Mohammad Afzal

Personal information
- Born: 6 June 1955 (age 71) Kenya
- Batting: Right-handed
- Bowling: Right-arm off-spin
- Role: Batsman

Domestic team information
- 1975–1976: Hyderabad
- 1975: Pakistan Universities
- 1977: Sindh B
- 1981–1985: Cambridgeshire (England)
- 1981: Industrial Development Bank
- Source: CricketArchive, 11 March 2016

= Mohammad Afzal (cricketer, born 1955) =

Pakistani cricketer (born 1955)

Mohammad Afzal (born 6 June 1955) is a Pakistani former cricketer who played for several teams in Pakistani domestic cricket, and later also in England. He played as a right-handed top-order batsman.
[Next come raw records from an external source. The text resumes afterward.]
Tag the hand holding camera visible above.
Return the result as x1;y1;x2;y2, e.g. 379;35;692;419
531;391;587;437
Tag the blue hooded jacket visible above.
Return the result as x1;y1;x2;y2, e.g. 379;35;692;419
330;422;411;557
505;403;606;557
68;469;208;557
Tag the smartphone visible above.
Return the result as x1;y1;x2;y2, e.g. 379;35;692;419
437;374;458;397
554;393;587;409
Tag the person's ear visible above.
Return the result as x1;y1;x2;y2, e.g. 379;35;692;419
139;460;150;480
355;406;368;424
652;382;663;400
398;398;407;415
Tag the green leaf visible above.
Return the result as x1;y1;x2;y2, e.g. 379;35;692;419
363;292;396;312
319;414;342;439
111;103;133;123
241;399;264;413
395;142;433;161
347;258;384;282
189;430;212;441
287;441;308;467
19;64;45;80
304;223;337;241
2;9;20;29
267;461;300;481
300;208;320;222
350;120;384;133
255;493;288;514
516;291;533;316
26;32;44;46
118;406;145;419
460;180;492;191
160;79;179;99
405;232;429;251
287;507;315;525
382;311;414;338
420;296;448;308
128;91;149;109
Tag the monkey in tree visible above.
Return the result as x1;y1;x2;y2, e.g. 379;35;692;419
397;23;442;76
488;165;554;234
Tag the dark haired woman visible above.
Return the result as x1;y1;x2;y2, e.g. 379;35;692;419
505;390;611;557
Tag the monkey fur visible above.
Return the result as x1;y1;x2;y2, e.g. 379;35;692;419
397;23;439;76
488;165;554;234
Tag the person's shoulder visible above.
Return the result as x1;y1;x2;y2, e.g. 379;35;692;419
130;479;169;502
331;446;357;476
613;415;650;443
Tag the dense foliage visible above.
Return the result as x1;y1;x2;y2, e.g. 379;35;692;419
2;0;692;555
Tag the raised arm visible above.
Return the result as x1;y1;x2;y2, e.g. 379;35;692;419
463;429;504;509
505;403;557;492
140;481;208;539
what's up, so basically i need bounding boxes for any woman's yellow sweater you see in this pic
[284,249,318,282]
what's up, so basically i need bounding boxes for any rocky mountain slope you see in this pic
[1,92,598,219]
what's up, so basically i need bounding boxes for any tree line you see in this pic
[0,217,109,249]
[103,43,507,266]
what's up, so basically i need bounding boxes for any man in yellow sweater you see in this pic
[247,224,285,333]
Afzal was born in Kenya, but never played high-level cricket there. He made his first-class debut in Pakistan in August 1975, scoring 71 not out for Hyderabad against Sukkur in the Sikandar Ali Bhutto Cup. Later in the 1975–76 season, Afzal represented the Pakistan Universities team in the BCCP Patron's Trophy and Quaid-i-Azam Trophy, playing three matches in the former competition and one in the latter. In a Patron's Trophy match against Lahore B, he made 101 not out, which was to be his highest first-class score and only century. For the 1976–77 Quaid-i-Azam Trophy, Afzal switched to Sindh B, although he played only a single game for that team (against the National Bank of Pakistan).

Beginning in 1981, Afzal made occasional appearances for Cambridgeshire in England's Minor Counties Championship. He never managed a full season, however, last playing for Cambridgeshire in 1985. Back in Pakistan, Afzal's final first-class appearances came in the 1981–82 Quaid-i-Azam Trophy, when he represented the Industrial Development Bank team. He played in all nine of his team's matches, and scored 309 runs with a best of 43 against Karachi. Among his teammates, only Saleem Yousuf and Ashfaq Malik scored more runs that season. Afzal finished with a career first-class batting average of 25.25, from 17 matches.